Furthermore, the CJEU emphasized that the BIT, which was concluded not by the EU but by two Member States, provides for the possibility of submitting investment-related disputes to a body which is not a part of the judicial system of the Member States and, thus, the EU. As a result, the provisions of the BIT questioned not only the principle of mutual trust between the Member States but also the preservation of the specific nature of EU law. The CJEU found that the arbitration clause in question was incompatible with the principle of sincere cooperation, providing that the EU and its Member States should “assist each other in carrying out tasks which flow from the Treaties” (Article 4(3) TEU).
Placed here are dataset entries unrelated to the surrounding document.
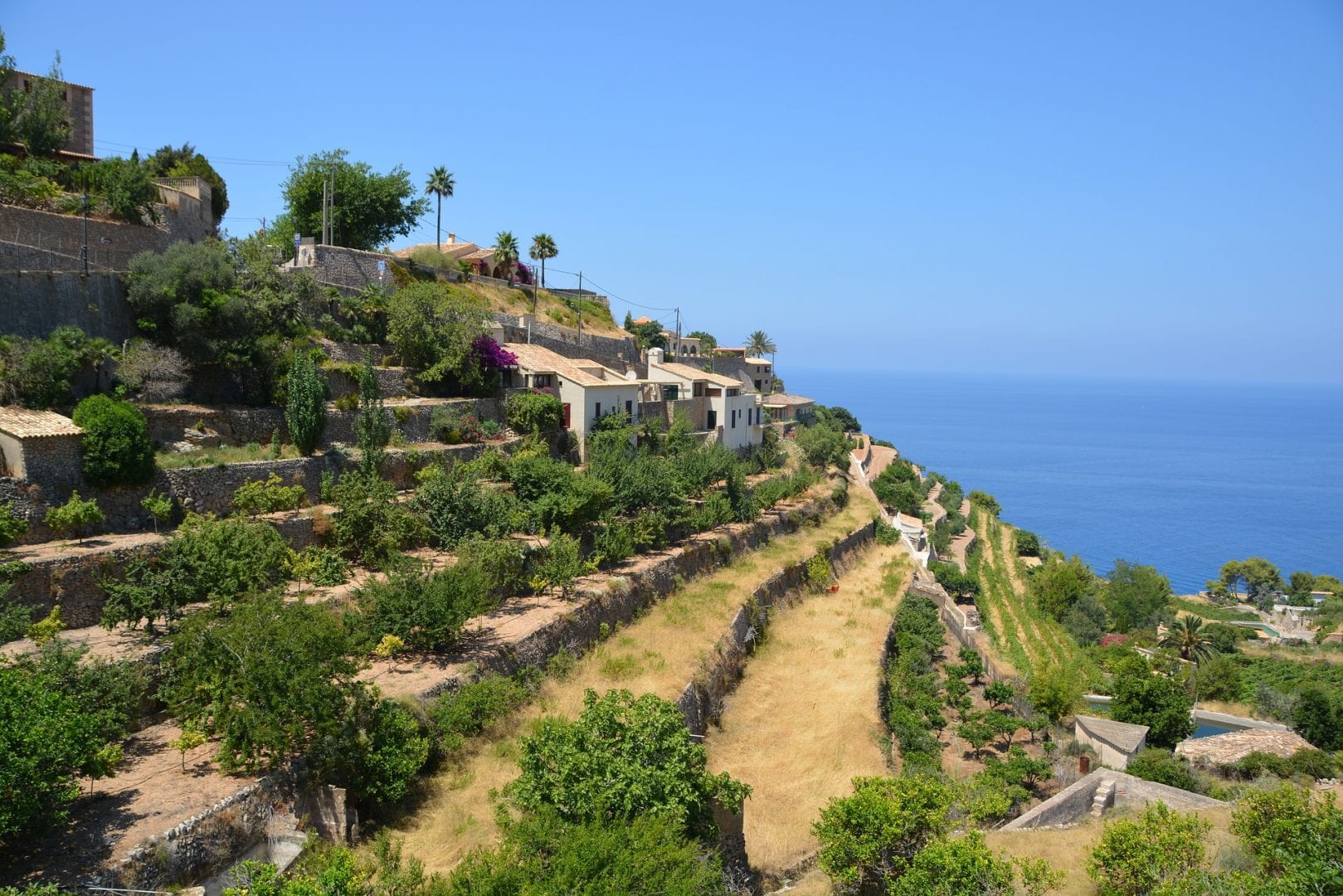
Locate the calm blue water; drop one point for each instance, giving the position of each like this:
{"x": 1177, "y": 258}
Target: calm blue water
{"x": 1180, "y": 476}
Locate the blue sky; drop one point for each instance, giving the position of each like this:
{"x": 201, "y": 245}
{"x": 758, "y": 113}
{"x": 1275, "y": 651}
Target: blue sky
{"x": 1119, "y": 190}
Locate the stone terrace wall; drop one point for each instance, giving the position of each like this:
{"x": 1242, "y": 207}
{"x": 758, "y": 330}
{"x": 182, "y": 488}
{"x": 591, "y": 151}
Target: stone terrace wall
{"x": 184, "y": 853}
{"x": 246, "y": 425}
{"x": 701, "y": 700}
{"x": 35, "y": 303}
{"x": 110, "y": 243}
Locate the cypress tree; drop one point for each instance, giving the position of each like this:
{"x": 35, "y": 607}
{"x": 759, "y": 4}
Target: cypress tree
{"x": 372, "y": 430}
{"x": 305, "y": 406}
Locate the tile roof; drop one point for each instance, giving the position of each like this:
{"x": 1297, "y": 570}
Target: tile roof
{"x": 1119, "y": 733}
{"x": 26, "y": 425}
{"x": 785, "y": 399}
{"x": 688, "y": 373}
{"x": 1236, "y": 744}
{"x": 581, "y": 371}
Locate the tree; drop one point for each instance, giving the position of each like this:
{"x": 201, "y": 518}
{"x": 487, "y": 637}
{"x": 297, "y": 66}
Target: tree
{"x": 367, "y": 210}
{"x": 839, "y": 418}
{"x": 869, "y": 839}
{"x": 440, "y": 184}
{"x": 622, "y": 758}
{"x": 158, "y": 507}
{"x": 1054, "y": 692}
{"x": 543, "y": 249}
{"x": 74, "y": 516}
{"x": 1293, "y": 837}
{"x": 544, "y": 856}
{"x": 1057, "y": 585}
{"x": 961, "y": 867}
{"x": 434, "y": 328}
{"x": 266, "y": 677}
{"x": 184, "y": 162}
{"x": 1136, "y": 856}
{"x": 1000, "y": 694}
{"x": 1152, "y": 700}
{"x": 116, "y": 442}
{"x": 305, "y": 405}
{"x": 41, "y": 123}
{"x": 759, "y": 344}
{"x": 372, "y": 429}
{"x": 505, "y": 253}
{"x": 707, "y": 342}
{"x": 1188, "y": 637}
{"x": 1135, "y": 596}
{"x": 1318, "y": 716}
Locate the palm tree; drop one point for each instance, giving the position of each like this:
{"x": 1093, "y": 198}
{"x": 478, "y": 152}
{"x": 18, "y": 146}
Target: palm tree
{"x": 759, "y": 343}
{"x": 543, "y": 247}
{"x": 440, "y": 184}
{"x": 1188, "y": 637}
{"x": 505, "y": 251}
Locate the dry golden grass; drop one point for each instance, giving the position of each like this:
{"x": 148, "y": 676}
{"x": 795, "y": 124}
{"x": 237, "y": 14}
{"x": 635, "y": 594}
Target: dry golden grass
{"x": 1069, "y": 848}
{"x": 657, "y": 653}
{"x": 803, "y": 720}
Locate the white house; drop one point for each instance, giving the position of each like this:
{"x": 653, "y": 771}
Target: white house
{"x": 587, "y": 390}
{"x": 713, "y": 402}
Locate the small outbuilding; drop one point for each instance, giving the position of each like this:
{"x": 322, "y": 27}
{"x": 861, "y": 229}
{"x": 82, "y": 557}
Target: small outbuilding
{"x": 1113, "y": 742}
{"x": 39, "y": 446}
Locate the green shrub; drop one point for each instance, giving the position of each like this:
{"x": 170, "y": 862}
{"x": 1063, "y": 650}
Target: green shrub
{"x": 1136, "y": 856}
{"x": 269, "y": 677}
{"x": 426, "y": 611}
{"x": 622, "y": 758}
{"x": 455, "y": 426}
{"x": 533, "y": 412}
{"x": 370, "y": 524}
{"x": 270, "y": 496}
{"x": 75, "y": 516}
{"x": 320, "y": 566}
{"x": 116, "y": 442}
{"x": 207, "y": 559}
{"x": 60, "y": 720}
{"x": 375, "y": 751}
{"x": 39, "y": 373}
{"x": 1165, "y": 768}
{"x": 11, "y": 524}
{"x": 557, "y": 564}
{"x": 475, "y": 707}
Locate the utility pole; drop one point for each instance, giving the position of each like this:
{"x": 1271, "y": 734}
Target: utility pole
{"x": 84, "y": 250}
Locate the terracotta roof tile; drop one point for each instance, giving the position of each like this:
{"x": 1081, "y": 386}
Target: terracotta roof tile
{"x": 1236, "y": 744}
{"x": 581, "y": 371}
{"x": 26, "y": 425}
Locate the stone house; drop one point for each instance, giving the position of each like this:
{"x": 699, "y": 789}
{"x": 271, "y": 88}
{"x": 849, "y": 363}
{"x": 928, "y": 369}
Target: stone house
{"x": 41, "y": 448}
{"x": 77, "y": 102}
{"x": 790, "y": 409}
{"x": 1113, "y": 742}
{"x": 715, "y": 403}
{"x": 587, "y": 390}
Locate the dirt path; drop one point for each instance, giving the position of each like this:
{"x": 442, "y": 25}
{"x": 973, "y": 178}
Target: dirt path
{"x": 659, "y": 653}
{"x": 805, "y": 719}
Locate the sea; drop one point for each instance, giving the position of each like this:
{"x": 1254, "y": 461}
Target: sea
{"x": 1182, "y": 476}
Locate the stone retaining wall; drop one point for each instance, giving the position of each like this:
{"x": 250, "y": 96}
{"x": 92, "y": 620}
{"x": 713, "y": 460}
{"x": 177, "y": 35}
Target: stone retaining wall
{"x": 74, "y": 581}
{"x": 186, "y": 853}
{"x": 254, "y": 425}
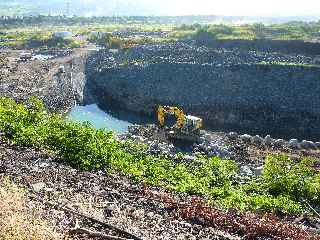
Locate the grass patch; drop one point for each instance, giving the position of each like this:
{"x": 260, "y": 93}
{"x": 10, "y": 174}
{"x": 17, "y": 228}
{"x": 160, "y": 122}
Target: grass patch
{"x": 282, "y": 188}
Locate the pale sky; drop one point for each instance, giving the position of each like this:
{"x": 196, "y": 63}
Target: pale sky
{"x": 208, "y": 7}
{"x": 239, "y": 7}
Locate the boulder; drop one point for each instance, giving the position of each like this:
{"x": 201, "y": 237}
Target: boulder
{"x": 268, "y": 140}
{"x": 308, "y": 144}
{"x": 257, "y": 140}
{"x": 189, "y": 158}
{"x": 233, "y": 135}
{"x": 258, "y": 171}
{"x": 246, "y": 171}
{"x": 294, "y": 143}
{"x": 279, "y": 143}
{"x": 245, "y": 138}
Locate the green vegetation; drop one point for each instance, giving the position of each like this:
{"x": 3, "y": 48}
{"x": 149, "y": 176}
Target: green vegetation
{"x": 17, "y": 32}
{"x": 287, "y": 31}
{"x": 284, "y": 186}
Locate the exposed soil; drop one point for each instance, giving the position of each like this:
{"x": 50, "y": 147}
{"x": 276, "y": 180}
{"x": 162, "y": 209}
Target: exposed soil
{"x": 107, "y": 197}
{"x": 21, "y": 78}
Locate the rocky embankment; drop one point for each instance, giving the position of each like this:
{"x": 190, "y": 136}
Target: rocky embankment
{"x": 57, "y": 76}
{"x": 245, "y": 91}
{"x": 248, "y": 151}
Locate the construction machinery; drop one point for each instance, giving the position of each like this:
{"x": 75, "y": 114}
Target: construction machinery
{"x": 187, "y": 127}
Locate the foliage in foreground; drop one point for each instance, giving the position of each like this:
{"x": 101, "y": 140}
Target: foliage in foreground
{"x": 282, "y": 188}
{"x": 248, "y": 225}
{"x": 16, "y": 220}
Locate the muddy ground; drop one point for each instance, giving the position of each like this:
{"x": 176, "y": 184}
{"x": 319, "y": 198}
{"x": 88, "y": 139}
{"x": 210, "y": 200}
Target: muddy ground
{"x": 22, "y": 77}
{"x": 108, "y": 197}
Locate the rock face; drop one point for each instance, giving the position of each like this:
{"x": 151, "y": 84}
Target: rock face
{"x": 231, "y": 90}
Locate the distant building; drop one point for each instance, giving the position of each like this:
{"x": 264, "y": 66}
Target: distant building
{"x": 97, "y": 34}
{"x": 64, "y": 34}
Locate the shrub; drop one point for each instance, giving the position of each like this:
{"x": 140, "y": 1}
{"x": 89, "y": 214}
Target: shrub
{"x": 282, "y": 188}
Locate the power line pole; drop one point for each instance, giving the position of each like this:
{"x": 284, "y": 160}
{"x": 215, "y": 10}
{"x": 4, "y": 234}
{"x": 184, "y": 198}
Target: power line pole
{"x": 68, "y": 8}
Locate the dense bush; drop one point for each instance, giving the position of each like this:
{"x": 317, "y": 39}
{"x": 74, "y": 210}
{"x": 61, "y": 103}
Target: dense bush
{"x": 282, "y": 188}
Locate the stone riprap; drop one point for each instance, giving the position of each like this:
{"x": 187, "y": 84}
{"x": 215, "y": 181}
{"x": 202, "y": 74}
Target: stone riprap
{"x": 245, "y": 91}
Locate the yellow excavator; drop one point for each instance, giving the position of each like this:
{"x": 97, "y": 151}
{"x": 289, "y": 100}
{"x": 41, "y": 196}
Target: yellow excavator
{"x": 187, "y": 127}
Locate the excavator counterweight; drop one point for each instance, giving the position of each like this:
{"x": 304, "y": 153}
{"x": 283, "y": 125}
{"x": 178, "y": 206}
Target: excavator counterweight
{"x": 187, "y": 127}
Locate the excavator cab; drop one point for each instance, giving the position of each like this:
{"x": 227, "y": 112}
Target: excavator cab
{"x": 187, "y": 127}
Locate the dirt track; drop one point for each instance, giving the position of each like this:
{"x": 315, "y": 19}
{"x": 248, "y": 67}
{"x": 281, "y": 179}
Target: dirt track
{"x": 21, "y": 79}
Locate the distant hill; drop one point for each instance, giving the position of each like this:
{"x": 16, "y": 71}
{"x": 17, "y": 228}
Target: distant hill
{"x": 123, "y": 8}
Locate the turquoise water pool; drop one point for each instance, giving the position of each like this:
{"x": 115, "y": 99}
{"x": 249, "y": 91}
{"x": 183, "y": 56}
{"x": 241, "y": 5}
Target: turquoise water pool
{"x": 99, "y": 119}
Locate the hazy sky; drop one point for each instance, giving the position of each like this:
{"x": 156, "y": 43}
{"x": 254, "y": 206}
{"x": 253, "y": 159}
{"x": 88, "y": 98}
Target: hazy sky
{"x": 208, "y": 7}
{"x": 237, "y": 7}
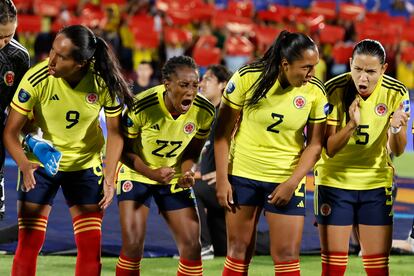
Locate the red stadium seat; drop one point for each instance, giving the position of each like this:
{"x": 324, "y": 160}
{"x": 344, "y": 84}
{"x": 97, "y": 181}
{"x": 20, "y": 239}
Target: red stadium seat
{"x": 29, "y": 23}
{"x": 331, "y": 34}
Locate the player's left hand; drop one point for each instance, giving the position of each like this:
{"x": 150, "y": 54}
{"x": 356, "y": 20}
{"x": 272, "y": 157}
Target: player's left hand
{"x": 282, "y": 194}
{"x": 109, "y": 191}
{"x": 186, "y": 180}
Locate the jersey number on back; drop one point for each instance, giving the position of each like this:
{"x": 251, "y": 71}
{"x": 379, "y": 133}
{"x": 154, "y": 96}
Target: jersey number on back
{"x": 169, "y": 146}
{"x": 279, "y": 118}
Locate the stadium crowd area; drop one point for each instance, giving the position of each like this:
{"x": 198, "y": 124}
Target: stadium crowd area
{"x": 231, "y": 32}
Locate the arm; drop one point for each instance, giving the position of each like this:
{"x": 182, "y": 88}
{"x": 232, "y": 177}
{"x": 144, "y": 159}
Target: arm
{"x": 13, "y": 128}
{"x": 398, "y": 132}
{"x": 190, "y": 157}
{"x": 226, "y": 122}
{"x": 283, "y": 192}
{"x": 337, "y": 139}
{"x": 162, "y": 175}
{"x": 114, "y": 145}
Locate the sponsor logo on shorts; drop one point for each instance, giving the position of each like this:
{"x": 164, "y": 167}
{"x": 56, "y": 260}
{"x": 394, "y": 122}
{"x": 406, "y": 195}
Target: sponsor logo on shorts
{"x": 189, "y": 128}
{"x": 127, "y": 186}
{"x": 381, "y": 109}
{"x": 325, "y": 209}
{"x": 299, "y": 102}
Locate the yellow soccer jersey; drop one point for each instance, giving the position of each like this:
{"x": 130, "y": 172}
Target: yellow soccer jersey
{"x": 68, "y": 117}
{"x": 364, "y": 162}
{"x": 160, "y": 139}
{"x": 270, "y": 138}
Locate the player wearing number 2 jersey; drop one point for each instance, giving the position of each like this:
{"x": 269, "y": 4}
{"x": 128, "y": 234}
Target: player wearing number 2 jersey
{"x": 165, "y": 132}
{"x": 63, "y": 96}
{"x": 368, "y": 110}
{"x": 273, "y": 99}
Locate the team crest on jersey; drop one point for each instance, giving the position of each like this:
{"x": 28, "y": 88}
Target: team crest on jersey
{"x": 189, "y": 128}
{"x": 299, "y": 102}
{"x": 127, "y": 186}
{"x": 230, "y": 87}
{"x": 325, "y": 209}
{"x": 24, "y": 96}
{"x": 91, "y": 98}
{"x": 381, "y": 109}
{"x": 9, "y": 78}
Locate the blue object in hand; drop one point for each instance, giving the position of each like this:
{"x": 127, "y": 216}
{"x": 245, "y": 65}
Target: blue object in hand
{"x": 45, "y": 153}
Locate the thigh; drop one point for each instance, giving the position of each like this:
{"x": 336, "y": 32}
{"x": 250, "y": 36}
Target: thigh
{"x": 44, "y": 191}
{"x": 335, "y": 206}
{"x": 82, "y": 187}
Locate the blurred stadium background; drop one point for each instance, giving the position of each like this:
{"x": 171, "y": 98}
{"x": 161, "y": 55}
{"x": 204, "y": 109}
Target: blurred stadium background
{"x": 229, "y": 32}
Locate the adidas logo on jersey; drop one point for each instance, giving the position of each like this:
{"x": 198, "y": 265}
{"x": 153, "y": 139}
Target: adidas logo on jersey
{"x": 156, "y": 127}
{"x": 54, "y": 97}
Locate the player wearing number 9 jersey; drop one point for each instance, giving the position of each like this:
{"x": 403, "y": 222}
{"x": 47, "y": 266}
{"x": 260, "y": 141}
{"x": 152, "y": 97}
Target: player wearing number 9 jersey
{"x": 273, "y": 99}
{"x": 165, "y": 132}
{"x": 368, "y": 110}
{"x": 63, "y": 96}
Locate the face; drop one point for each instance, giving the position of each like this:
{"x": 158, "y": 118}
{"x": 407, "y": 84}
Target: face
{"x": 181, "y": 89}
{"x": 6, "y": 33}
{"x": 366, "y": 70}
{"x": 61, "y": 63}
{"x": 210, "y": 87}
{"x": 299, "y": 72}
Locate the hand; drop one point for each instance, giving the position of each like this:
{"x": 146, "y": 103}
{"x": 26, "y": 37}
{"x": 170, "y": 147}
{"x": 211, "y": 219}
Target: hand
{"x": 109, "y": 191}
{"x": 224, "y": 194}
{"x": 45, "y": 153}
{"x": 282, "y": 194}
{"x": 209, "y": 177}
{"x": 186, "y": 180}
{"x": 29, "y": 181}
{"x": 400, "y": 117}
{"x": 354, "y": 114}
{"x": 162, "y": 175}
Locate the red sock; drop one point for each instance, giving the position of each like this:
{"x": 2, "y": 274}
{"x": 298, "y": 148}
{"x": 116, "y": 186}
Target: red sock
{"x": 87, "y": 229}
{"x": 334, "y": 263}
{"x": 290, "y": 268}
{"x": 376, "y": 265}
{"x": 32, "y": 232}
{"x": 190, "y": 268}
{"x": 128, "y": 266}
{"x": 234, "y": 267}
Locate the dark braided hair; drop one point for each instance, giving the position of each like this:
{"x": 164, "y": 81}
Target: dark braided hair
{"x": 8, "y": 12}
{"x": 95, "y": 50}
{"x": 367, "y": 47}
{"x": 172, "y": 64}
{"x": 289, "y": 46}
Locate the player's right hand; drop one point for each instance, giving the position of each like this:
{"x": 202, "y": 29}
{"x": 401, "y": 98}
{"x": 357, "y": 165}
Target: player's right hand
{"x": 162, "y": 175}
{"x": 224, "y": 194}
{"x": 29, "y": 181}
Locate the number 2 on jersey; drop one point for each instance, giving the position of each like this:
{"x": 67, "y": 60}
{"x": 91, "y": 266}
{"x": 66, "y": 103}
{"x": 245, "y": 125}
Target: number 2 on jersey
{"x": 279, "y": 118}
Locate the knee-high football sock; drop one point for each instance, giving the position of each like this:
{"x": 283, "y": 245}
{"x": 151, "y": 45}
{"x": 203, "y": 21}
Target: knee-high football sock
{"x": 87, "y": 229}
{"x": 128, "y": 266}
{"x": 376, "y": 265}
{"x": 334, "y": 263}
{"x": 234, "y": 267}
{"x": 32, "y": 232}
{"x": 290, "y": 268}
{"x": 190, "y": 268}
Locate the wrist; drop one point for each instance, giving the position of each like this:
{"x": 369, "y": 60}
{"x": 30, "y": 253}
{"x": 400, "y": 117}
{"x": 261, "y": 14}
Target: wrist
{"x": 395, "y": 130}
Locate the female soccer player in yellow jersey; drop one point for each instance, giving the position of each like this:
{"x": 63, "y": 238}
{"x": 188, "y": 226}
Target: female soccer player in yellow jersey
{"x": 64, "y": 95}
{"x": 165, "y": 132}
{"x": 368, "y": 109}
{"x": 264, "y": 165}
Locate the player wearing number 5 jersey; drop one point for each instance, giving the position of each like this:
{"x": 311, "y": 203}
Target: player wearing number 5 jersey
{"x": 368, "y": 110}
{"x": 165, "y": 132}
{"x": 63, "y": 96}
{"x": 274, "y": 99}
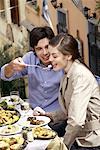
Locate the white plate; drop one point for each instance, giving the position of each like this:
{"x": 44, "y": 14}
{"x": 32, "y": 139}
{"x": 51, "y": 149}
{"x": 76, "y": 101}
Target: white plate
{"x": 10, "y": 130}
{"x": 9, "y": 102}
{"x": 24, "y": 122}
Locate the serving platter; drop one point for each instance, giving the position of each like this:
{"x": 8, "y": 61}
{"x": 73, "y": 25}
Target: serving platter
{"x": 36, "y": 121}
{"x": 10, "y": 130}
{"x": 43, "y": 133}
{"x": 8, "y": 117}
{"x": 12, "y": 142}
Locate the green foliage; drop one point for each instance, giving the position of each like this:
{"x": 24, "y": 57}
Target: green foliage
{"x": 6, "y": 86}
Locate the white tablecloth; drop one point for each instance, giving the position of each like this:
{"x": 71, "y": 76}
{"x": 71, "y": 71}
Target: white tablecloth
{"x": 36, "y": 144}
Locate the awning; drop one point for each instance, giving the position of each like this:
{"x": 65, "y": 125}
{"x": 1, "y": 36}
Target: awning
{"x": 28, "y": 25}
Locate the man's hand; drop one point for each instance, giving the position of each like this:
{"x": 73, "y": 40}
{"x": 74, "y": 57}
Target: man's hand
{"x": 38, "y": 111}
{"x": 14, "y": 66}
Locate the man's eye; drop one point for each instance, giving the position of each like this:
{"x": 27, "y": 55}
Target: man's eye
{"x": 46, "y": 46}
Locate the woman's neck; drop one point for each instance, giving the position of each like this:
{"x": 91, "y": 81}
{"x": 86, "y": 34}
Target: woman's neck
{"x": 68, "y": 66}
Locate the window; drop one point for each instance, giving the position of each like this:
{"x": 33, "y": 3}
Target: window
{"x": 62, "y": 25}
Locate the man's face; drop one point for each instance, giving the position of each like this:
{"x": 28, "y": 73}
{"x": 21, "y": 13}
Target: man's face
{"x": 42, "y": 51}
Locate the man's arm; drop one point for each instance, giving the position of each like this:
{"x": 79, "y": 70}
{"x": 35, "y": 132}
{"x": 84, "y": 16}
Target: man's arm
{"x": 15, "y": 65}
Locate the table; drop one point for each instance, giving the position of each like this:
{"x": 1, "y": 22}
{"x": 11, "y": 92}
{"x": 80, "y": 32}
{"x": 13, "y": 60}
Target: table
{"x": 36, "y": 144}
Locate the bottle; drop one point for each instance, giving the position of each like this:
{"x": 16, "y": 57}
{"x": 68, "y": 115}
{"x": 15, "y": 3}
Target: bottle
{"x": 30, "y": 135}
{"x": 24, "y": 132}
{"x": 80, "y": 43}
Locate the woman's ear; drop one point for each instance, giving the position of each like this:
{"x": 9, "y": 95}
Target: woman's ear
{"x": 68, "y": 57}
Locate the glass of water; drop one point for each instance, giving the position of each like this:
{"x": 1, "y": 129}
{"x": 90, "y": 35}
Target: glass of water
{"x": 14, "y": 97}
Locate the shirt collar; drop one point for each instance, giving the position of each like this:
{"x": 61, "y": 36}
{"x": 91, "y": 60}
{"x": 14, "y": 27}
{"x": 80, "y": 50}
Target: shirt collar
{"x": 72, "y": 67}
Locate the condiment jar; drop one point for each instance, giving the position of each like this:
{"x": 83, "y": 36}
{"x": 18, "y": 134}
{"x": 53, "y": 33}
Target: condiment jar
{"x": 30, "y": 135}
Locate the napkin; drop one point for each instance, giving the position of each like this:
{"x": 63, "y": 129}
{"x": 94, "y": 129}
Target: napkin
{"x": 56, "y": 144}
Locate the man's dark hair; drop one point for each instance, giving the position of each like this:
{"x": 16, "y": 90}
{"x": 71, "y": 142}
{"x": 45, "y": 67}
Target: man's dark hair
{"x": 39, "y": 33}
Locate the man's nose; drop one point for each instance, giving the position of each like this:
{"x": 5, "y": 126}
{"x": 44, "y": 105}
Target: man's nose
{"x": 45, "y": 51}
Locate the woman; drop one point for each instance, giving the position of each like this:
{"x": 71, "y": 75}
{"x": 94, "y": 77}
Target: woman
{"x": 79, "y": 95}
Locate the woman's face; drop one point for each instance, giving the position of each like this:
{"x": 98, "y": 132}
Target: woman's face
{"x": 57, "y": 59}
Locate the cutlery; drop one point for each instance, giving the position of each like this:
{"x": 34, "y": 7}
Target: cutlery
{"x": 44, "y": 68}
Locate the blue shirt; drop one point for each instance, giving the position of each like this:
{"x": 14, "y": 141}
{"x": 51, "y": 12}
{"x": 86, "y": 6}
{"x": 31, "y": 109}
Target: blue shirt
{"x": 43, "y": 84}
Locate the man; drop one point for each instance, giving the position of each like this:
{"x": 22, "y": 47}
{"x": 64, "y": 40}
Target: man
{"x": 43, "y": 83}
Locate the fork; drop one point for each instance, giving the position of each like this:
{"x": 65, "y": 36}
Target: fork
{"x": 44, "y": 68}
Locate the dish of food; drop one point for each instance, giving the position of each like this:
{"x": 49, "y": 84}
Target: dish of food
{"x": 12, "y": 143}
{"x": 43, "y": 133}
{"x": 8, "y": 117}
{"x": 34, "y": 121}
{"x": 10, "y": 130}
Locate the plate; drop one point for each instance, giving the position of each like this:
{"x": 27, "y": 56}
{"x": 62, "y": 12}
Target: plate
{"x": 8, "y": 117}
{"x": 10, "y": 130}
{"x": 43, "y": 133}
{"x": 37, "y": 121}
{"x": 12, "y": 142}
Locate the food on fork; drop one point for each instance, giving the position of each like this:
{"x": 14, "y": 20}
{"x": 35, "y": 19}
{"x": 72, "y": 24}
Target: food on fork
{"x": 35, "y": 121}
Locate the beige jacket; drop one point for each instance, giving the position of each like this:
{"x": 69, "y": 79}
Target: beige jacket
{"x": 80, "y": 102}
The CJEU ruling has binding effect on all Member States. However, its impact is still not clear as the judgment refers only to investment arbitration, rather than to arbitration proceedings in general. The impact of this ruling on other pending proceedings is not clear. It is also unclear whether this ruling suggests that BIT between Member States must be renegotiated and arbitration clauses have to be deleted.